Pascale Hugues
» Ruhige Straße in guter Wohnlage
Autor: | Pascale Hugues (Deutschland, 2015) |
Titel: | Ruhige Straße in guter Wohnlage |
Ausgabe: | Rowohlt Taschenbuch 2015 |
Erstanden: | Ein Geschenk von Berliner Freunden |
Der Französin Hugues gelingt ein streckenweise erstaunlich dichtes, wenn auch bruchstückhaftes Porträt einer Straße im Bayrischen Viertel (Berlin-Schöneberg), in dem sie sich auf Spurensuche nach den vom Faschismus vertriebenen (zumeist wohlhabenden) ehemaligen jüdischen Bewohnern ihrer Straße begibt. Mit einem Schwenk zur Geschichte einer Frau, die nach knapp 40 Jahren als Verkäuferin im KaDeWe ihre langjährige Wohnung aufgrund der beginnenden Gentrifizierung verlassen muss, gelingt der Sprung in die Gegenwart – fast.

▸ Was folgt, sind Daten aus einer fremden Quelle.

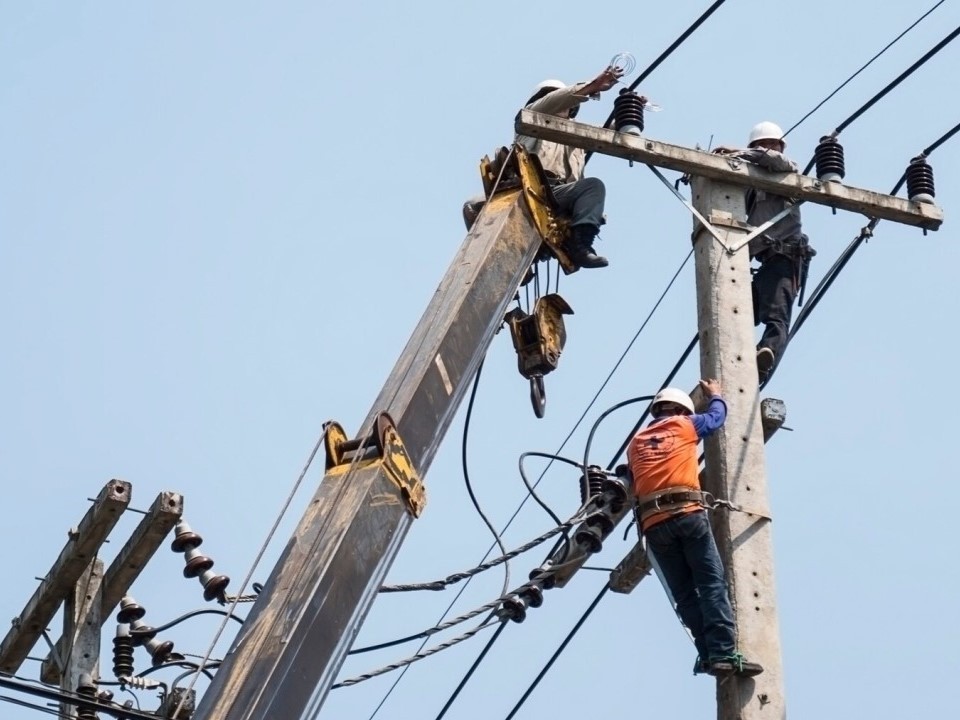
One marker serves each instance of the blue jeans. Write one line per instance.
(687, 555)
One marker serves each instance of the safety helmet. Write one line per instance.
(765, 131)
(545, 88)
(674, 395)
(552, 84)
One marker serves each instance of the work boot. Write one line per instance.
(765, 360)
(734, 665)
(580, 247)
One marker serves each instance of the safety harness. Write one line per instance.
(672, 500)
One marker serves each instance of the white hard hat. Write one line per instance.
(765, 131)
(552, 84)
(674, 395)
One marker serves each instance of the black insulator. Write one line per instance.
(185, 538)
(123, 654)
(515, 609)
(161, 651)
(214, 586)
(197, 564)
(88, 689)
(130, 610)
(590, 537)
(543, 577)
(603, 522)
(615, 493)
(920, 180)
(593, 485)
(829, 158)
(532, 595)
(628, 112)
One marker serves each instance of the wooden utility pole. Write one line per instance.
(734, 456)
(82, 621)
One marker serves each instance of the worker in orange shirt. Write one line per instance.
(665, 467)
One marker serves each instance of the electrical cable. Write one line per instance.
(259, 557)
(530, 488)
(498, 540)
(466, 574)
(205, 611)
(559, 650)
(713, 7)
(890, 86)
(469, 673)
(815, 297)
(63, 696)
(563, 444)
(831, 275)
(419, 656)
(862, 68)
(31, 706)
(663, 56)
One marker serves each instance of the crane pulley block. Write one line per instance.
(539, 338)
(383, 446)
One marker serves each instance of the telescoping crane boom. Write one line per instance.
(295, 639)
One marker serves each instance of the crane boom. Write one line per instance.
(294, 641)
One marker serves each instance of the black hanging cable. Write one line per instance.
(663, 56)
(205, 611)
(863, 67)
(890, 86)
(498, 540)
(469, 674)
(559, 650)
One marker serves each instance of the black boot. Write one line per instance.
(580, 247)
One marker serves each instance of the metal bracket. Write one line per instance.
(696, 213)
(385, 448)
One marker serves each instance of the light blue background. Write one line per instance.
(220, 221)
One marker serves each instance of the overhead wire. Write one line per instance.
(656, 63)
(890, 86)
(469, 673)
(865, 233)
(863, 67)
(498, 540)
(814, 300)
(563, 444)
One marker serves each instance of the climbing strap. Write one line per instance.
(668, 500)
(672, 499)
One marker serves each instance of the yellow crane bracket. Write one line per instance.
(385, 448)
(538, 339)
(509, 170)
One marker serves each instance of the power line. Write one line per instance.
(663, 56)
(469, 673)
(890, 86)
(867, 232)
(863, 67)
(559, 651)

Denn mit völliger Ahistorität missversteht Madame Hugues zwei Weltkriege als Zerstörungswahn und Wechselfälle des Lebens und schreibt allen ernstes: »… schaffen sie [die Trümmerfrauen] zwölf Jahre Krieg und Diktatur fort«; schön wär’s.
So gelangt sie über pure, nicht immer spannende Beschreibungen nie zu historischen Zusammenhängen. Statt schließlich noch Häme über den Widerstand gegen die Gentrifizierung zu gießen, sollte selbst die Kolumnistin des neoliberalen Tagesspiegels nach ihrer anrührenden Chronik von Vertriebenen der Nazis doch verstehen können, wie die Diktatur des Geldes gerade für die soziale Gleichschaltung ganzer Stadtbezirke sorgt.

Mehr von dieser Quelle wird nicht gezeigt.